- Khirbet Tin Nur Location in Syria
- Coordinates: 34°42′2″N 36°33′26″E﻿ / ﻿34.70056°N 36.55722°E
- Country: Syria
- Governorate: Homs
- District: Homs
- Subdistrict: Khirbet Tin Nur

Government
- • Mayor: Ghada Abdel Karim Qasim
- Elevation: 530 m (1,739 ft)

Population (2004)
- • Total: 2,726
- Time zone: UTC+3 (EET)
- • Summer (DST): UTC+2 (EEST)

= Khirbet Tin Nur =

Khirbet Tin Nur (خربة تين نور, also spelled Khirbat at-Teen Nour) is a town in central Syria, administratively part of the Homs Governorate, west of Homs. Nearby localities include Homs to the east, Qattinah to the southeast, Khirbet al-Sawda to the south, Khirbet Ghazi to the southwest, Khirbet al-Hamam to the west, Umm al-'Adam to the northwest and Khirbet Tin Mahmoud to the north. According to the Central Bureau of Statistics (CBS), Khirbet Tin Nur had a population of 2,726 in the 2004 census. It is the administrative center of a nahiyah ("sub-district") which consists of 43 localities with a combined population of 52,879 in 2004. The town has a total land area of 163 hectares.

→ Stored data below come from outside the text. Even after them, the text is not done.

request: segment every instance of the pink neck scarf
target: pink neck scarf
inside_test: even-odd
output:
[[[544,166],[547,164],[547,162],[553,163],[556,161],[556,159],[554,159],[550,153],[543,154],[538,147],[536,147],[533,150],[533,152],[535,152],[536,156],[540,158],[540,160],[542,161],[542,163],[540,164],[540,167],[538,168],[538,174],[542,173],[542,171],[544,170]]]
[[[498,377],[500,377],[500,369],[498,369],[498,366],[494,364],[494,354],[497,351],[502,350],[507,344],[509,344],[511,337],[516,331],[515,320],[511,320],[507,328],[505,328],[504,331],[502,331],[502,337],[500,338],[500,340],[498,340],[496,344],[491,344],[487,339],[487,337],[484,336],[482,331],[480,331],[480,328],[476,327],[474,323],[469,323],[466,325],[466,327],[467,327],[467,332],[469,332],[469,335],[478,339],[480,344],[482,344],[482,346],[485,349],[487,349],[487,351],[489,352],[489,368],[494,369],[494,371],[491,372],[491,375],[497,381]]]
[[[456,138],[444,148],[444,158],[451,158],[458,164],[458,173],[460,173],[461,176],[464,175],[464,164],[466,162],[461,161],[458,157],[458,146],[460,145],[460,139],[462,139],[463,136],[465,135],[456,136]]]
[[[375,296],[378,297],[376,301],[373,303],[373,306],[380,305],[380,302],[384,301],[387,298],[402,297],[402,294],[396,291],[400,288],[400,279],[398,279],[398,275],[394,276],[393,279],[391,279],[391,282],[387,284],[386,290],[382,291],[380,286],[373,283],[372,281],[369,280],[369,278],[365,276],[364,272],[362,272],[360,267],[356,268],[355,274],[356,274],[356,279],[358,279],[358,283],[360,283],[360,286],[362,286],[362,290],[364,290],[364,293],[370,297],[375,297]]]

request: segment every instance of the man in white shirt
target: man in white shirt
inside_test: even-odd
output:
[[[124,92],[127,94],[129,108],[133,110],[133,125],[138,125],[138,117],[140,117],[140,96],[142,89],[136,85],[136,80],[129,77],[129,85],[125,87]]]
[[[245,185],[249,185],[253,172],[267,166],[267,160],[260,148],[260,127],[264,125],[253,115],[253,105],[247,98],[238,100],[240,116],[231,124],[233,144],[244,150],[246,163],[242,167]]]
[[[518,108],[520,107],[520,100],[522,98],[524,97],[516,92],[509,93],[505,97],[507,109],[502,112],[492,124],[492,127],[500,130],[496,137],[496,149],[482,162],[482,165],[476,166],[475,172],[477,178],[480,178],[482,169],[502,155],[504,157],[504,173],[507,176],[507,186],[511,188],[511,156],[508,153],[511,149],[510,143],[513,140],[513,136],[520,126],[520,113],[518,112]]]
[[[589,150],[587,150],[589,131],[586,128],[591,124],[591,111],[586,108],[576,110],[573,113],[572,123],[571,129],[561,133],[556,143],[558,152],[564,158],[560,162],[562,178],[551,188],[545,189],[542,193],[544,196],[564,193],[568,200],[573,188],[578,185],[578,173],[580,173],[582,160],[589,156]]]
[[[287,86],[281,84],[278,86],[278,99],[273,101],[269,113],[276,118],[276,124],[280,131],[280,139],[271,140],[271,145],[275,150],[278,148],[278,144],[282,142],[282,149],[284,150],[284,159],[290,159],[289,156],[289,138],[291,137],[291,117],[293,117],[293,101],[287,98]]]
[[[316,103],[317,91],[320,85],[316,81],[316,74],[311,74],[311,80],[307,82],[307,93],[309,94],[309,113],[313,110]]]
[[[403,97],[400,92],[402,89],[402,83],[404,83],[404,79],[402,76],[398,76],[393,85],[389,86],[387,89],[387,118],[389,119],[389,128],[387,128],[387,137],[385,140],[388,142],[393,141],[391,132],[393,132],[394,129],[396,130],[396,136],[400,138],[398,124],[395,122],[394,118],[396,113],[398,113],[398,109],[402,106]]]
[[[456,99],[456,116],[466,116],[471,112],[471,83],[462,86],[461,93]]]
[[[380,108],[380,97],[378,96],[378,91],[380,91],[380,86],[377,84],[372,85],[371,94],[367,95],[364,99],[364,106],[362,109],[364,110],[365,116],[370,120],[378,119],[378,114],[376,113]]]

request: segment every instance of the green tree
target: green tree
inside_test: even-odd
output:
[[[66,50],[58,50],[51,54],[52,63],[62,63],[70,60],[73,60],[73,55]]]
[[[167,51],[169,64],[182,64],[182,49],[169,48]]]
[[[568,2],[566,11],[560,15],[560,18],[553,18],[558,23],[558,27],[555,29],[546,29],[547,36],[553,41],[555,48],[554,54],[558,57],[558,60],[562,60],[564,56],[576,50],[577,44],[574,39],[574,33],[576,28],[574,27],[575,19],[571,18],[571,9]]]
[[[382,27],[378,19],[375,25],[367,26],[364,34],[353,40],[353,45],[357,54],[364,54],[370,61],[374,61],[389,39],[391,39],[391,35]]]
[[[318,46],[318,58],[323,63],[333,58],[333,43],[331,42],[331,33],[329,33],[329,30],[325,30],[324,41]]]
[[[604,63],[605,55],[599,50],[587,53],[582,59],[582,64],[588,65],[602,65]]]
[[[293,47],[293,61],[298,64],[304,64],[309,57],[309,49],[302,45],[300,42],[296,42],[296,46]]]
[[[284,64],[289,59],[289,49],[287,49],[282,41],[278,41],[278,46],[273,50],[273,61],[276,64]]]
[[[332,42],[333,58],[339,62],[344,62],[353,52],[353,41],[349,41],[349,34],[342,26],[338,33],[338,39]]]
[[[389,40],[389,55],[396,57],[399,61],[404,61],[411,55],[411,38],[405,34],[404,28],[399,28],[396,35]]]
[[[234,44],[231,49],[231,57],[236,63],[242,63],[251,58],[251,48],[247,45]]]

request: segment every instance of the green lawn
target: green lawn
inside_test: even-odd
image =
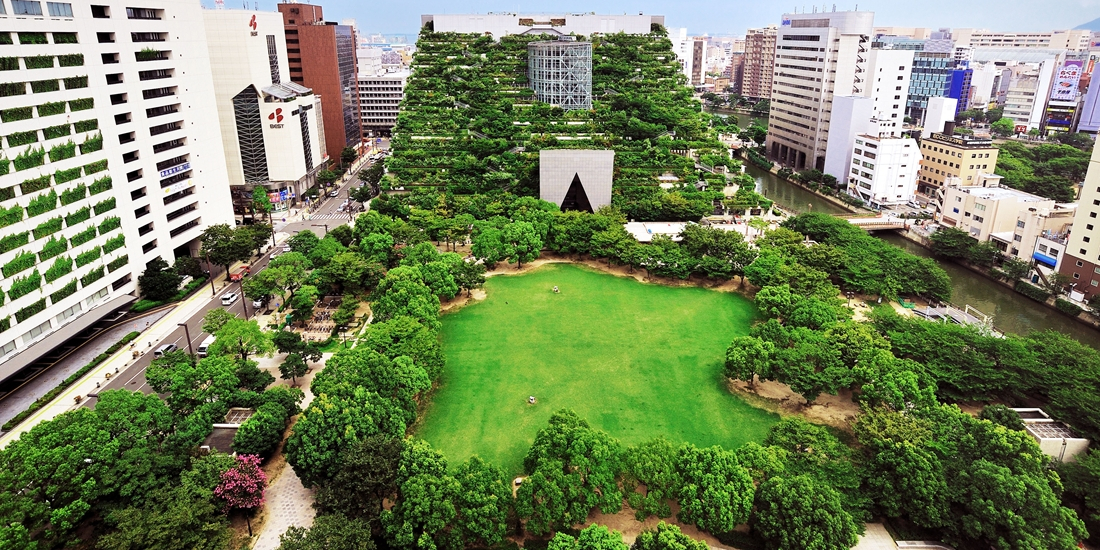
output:
[[[626,445],[663,435],[736,448],[778,420],[721,377],[726,346],[756,317],[741,296],[566,264],[492,277],[485,290],[443,317],[447,368],[417,429],[452,465],[477,454],[519,472],[562,408]]]

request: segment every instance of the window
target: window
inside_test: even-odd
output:
[[[11,0],[12,15],[42,15],[42,4],[27,0]]]
[[[1082,267],[1084,265],[1085,265],[1084,262],[1082,262],[1081,260],[1077,260],[1077,267]]]
[[[53,326],[50,325],[50,320],[46,319],[46,321],[44,323],[42,323],[41,325],[38,325],[37,327],[34,327],[34,328],[30,329],[29,331],[27,331],[26,334],[23,335],[23,343],[24,344],[29,344],[29,343],[33,342],[35,338],[38,338],[39,336],[41,336],[44,333],[48,332],[51,328],[53,328]]]
[[[7,344],[0,346],[0,357],[3,357],[13,351],[15,351],[15,341],[8,342]]]
[[[80,313],[80,302],[73,304],[73,307],[70,307],[69,309],[66,309],[65,311],[59,313],[57,315],[57,324],[60,325],[61,323],[65,322],[66,319],[78,313]]]
[[[104,287],[103,290],[100,290],[99,292],[96,292],[95,294],[92,294],[91,296],[88,297],[87,300],[84,300],[84,304],[87,305],[88,307],[91,307],[92,304],[95,304],[96,302],[106,298],[107,297],[107,292],[108,292],[107,288]]]
[[[1089,231],[1092,231],[1092,224],[1090,223],[1090,224],[1086,225],[1085,229],[1088,229]]]
[[[1021,242],[1021,241],[1024,240],[1024,237],[1023,237],[1023,235],[1013,235],[1012,240],[1014,240],[1016,242]]]
[[[1045,245],[1045,244],[1039,245],[1039,252],[1046,252],[1046,251],[1047,251],[1047,245]]]
[[[1090,285],[1092,285],[1092,286],[1097,286],[1097,285],[1096,285],[1096,279],[1093,279],[1093,280],[1092,280],[1092,282],[1091,282],[1091,283],[1089,283],[1089,284],[1090,284]]]
[[[952,212],[954,212],[954,213],[956,213],[956,214],[958,214],[958,213],[959,213],[959,209],[958,209],[958,208],[952,208],[952,209],[951,209],[951,211],[952,211]]]
[[[1078,274],[1076,274],[1076,273],[1074,273],[1074,274],[1073,274],[1073,278],[1074,278],[1074,279],[1080,279],[1080,278],[1081,278],[1081,276],[1080,276],[1080,275],[1078,275]]]
[[[1017,220],[1016,221],[1016,227],[1024,227],[1025,225],[1027,225],[1027,224],[1025,224],[1023,220]]]
[[[46,2],[46,9],[52,17],[72,17],[73,5],[62,2]]]

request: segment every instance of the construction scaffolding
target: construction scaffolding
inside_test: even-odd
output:
[[[571,36],[527,45],[527,73],[535,99],[567,111],[592,108],[592,43]]]

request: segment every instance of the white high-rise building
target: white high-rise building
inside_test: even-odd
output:
[[[784,14],[776,36],[768,155],[795,170],[825,168],[833,96],[863,96],[875,14]]]
[[[397,113],[405,98],[408,80],[409,71],[378,74],[359,71],[359,115],[364,135],[389,135],[397,125]]]
[[[1089,51],[1092,31],[994,32],[986,29],[951,29],[951,35],[971,48],[1050,48]]]
[[[0,379],[127,305],[233,213],[197,2],[23,0],[4,17]]]
[[[856,136],[848,194],[872,207],[905,204],[916,192],[920,160],[920,146],[913,138]]]
[[[874,116],[881,136],[898,137],[904,130],[913,53],[912,50],[870,51],[864,96],[874,100]]]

The town's name, which is translated as the "Ruins of Nur's Figs," has its origins in the old part of town which was known for its abundance of fig orchards. Most of the trees have since been uprooted and today the old town is covered by shrubbery. The modern town was built southwards of the ruins. In the early 1960s Khirbet Tin Nur's houses were built of basaltic lava stone.

According to Swiss scholar Max van Berchem, in the early 20th-century ruins from a medieval Arab fortress were located just outside Khirbet Tin Nur. Today the fortress is no longer intact.